Eugene Palumbo, journalist and historian of the Catholic church in El Salvador, will give the 2009 Oscar Romero Lecture at 7:30 p.m. March 24 (Tuesday) in the University of Notre Dame’s Eck Center auditorium.
The lecture, “Now I Understand,” is sponsored by Latin America North America Church Concerns (LANACC) and the Kellogg Institute for International Studies to commemorate the 29th anniversary of the assassination of Salvadoran Archbishop Oscar Romero. A public reception will follow.
Palumbo, a freelance journalist who lives in San Salvador, has reported for various media including National Public Radio, the British Broadcasting Company, the Canadian Broadcasting Company, the Christian Science Monitor, Commonweal magazine and the National Catholic Reporter. At present he is the local stringer in El Salvador for the New York Times and Time magazine. He also teaches a course on the history of El Salvador’s civil war in a study-abroad program for U.S. university students.
Palumbo met Archbishop Romero in 1979 when he was covering a Latin American bishops conference in Mexico.
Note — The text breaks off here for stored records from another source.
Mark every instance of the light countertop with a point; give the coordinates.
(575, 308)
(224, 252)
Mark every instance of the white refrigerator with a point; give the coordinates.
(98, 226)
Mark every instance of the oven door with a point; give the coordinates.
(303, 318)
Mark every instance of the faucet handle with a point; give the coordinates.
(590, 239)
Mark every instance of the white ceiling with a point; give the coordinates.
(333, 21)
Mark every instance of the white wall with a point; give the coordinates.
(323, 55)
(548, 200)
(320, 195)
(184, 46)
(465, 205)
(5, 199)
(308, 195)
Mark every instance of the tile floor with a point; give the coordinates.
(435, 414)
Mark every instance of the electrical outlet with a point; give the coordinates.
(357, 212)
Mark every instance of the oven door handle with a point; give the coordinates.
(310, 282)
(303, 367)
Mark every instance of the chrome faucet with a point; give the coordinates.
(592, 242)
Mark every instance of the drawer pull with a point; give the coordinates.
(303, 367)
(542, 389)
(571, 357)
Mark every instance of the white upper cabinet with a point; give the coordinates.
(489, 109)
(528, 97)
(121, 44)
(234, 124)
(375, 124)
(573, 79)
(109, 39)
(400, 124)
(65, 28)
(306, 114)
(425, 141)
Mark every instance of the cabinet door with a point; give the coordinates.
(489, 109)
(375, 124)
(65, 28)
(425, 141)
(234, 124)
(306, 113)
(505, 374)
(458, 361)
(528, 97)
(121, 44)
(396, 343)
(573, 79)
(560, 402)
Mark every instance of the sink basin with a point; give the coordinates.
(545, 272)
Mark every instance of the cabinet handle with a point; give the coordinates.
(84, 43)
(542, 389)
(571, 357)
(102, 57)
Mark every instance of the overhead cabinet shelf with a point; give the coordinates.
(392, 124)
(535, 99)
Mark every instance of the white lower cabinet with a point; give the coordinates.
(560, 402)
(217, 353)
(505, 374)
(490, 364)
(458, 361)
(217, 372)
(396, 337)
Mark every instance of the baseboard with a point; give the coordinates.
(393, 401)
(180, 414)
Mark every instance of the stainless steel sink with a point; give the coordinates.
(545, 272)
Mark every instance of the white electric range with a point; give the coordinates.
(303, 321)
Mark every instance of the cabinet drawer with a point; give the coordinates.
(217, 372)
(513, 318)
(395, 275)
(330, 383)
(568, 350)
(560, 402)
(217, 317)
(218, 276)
He first visited El Salvador in 1980, immediately after Archbishop Romero’s murder and moved there in 1984 to cover the Salvadoran civil war full time.
Archbishop Romero was assassinated by a right-wing death squad while presiding at Mass on March 24, 1980. His outspoken advocacy of human rights, his denunciations of U.S. military aid to El Salvador, and his insistence that the Church be inseparable from the poor all
made him a figure of some controversy before and after his death.
Archbishop Romero has been officially recommended for canonization by the Catholic Church in El Salvador, and he is already widely venerated as a martyr throughout Latin America and in the United States.